House Speaker Mike Johnson’s attempt to correct Pope Leo XIV on “just war doctrine” has turned into a theology fight with unusually sharp political stakes, after the lawmaker invoked a doctrine historically associated with St. Augustine against a pope who spent 12 years leading Augustine’s religious order.
Johnson told reporters Wednesday that the issue in the Middle East was “a very well-settled matter of Christian theology” and referred to “something called the just war doctrine” while responding to Pope Leo XIV’s condemnation of those who wage war.
The pope had previously said that Jesus “does not listen to the prayers of those who wage war,” a formulation the US Conference of Catholic Bishops later defended as consistent with Catholic teaching on war and peace.
NEW: Speaker Mike Johnson told reporters today that Pope Leo XIV doesn't understand “something called the just war doctrine.”
— Christopher Hale (@ChristopherHale) April 16, 2026
Pope Leo is an Augustinian friar who spent twelve years leading Augustine’s religious order.
Augustine invented the doctrine. https://t.co/dMEjVtSx08
The irony landed because Pope Leo XIV is not a casual participant in Augustinian theology. Born Robert Francis Prevost, he entered the Order of St. Augustine in 1977, studied canon law at the Pontifical University of St. Thomas Aquinas in Rome, and served as Prior General of the Augustinian Order from 2001 to 2013.

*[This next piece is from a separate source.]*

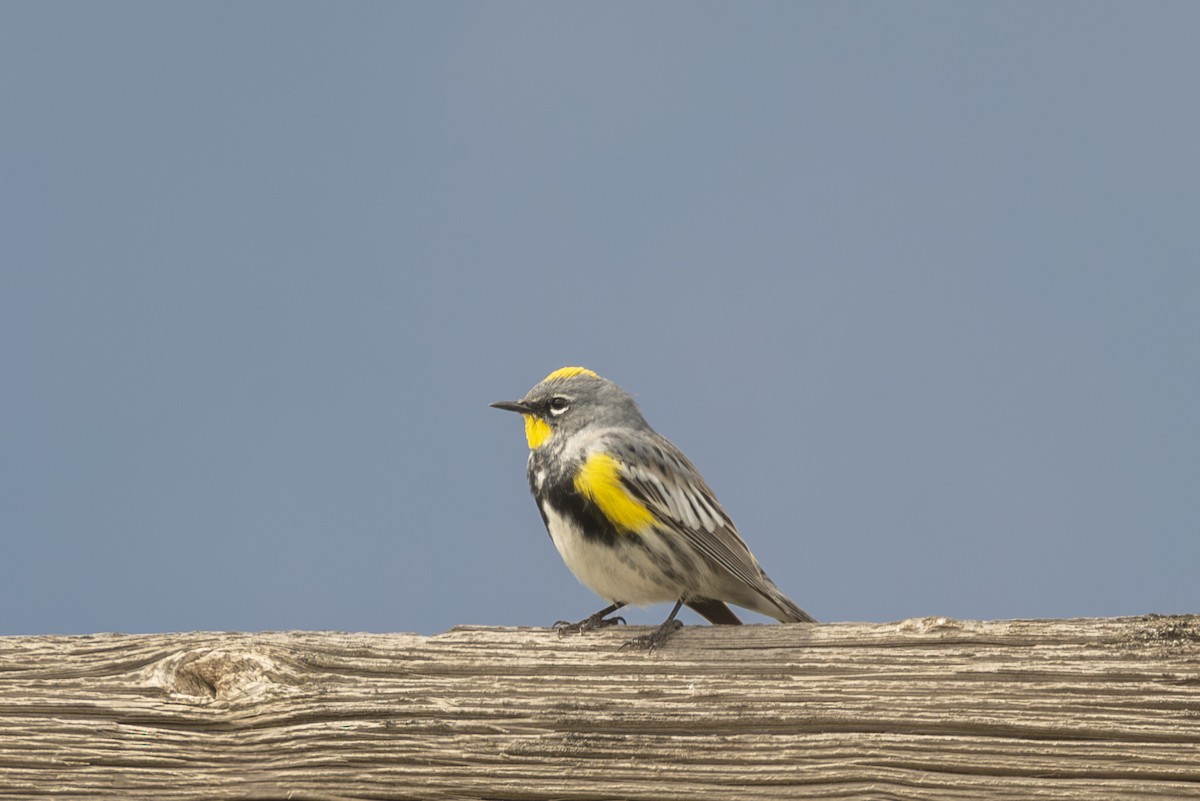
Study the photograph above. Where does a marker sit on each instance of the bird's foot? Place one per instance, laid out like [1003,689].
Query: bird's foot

Augustine of Hippo, the fourth- and fifth-century bishop whose writings shaped Western Christianity, is central to the Catholic just war tradition. Reuters noted this week that Augustine formulated principles requiring war to be defensive, aimed at restoring peace, and not rooted in cruelty, even as those principles are being invoked in arguments over the US-Israel war in Iran.
Vice President JD Vance, a Catholic convert, also challenged the pope’s framing of just war theory during a Turning Point USA event, drawing a direct response from Bishop James Massa, chairman of the USCCB’s Committee on Doctrine. Massa said a war can be just only as a defense against another party that is actively waging war, and only after efforts toward peace have been exhausted.
In the current fight, the bishops’ intervention effectively narrowed the space for politicians seeking to use the doctrine as broad religious cover for the Iran war.
Pope Leo XIV has not directly personalized the dispute with Johnson or Vance, but he has continued emphasizing peace during his Africa trip. AP reported that he called for unity and interfaith dialogue while referencing Augustine’s teachings, while Reuters reported that he remained publicly firm in opposing the Iran conflict after criticism from President Donald Trump.
Catholics made up roughly 21% of the US electorate in 2024, and the fight places Republican leaders in the unusual position of telling the head of the Catholic Church that he is mishandling one of Catholicism’s most consequential moral doctrines.
The tension with the Catholic Church intensified after Trump posted an AI-generated image on Truth Social showing himself in flowing robes, placing a glowing hand on a sick man in a biblical-style scene. The image also included patriotic and religious-adjacent symbolism, including an American flag and eagle.
READ: Jesus Punches Trump In Iranian Embassy’s Response To Religious AI Post
In a chance interview, Johnson said he told Trump that his post “isn’t being received the same way he intended,” to which the president allegedly agreed. He clarified that Trump did not see the post as sacrilegious.
Trump later deleted the image after backlash from religious conservatives, Catholic commentators, and media figures who called it blasphemous or inappropriate. Vice President JD Vance defended the post as a joke, saying Trump “likes to mix it up,” while Trump claimed he thought the image showed him as a doctor tied to the Red Cross.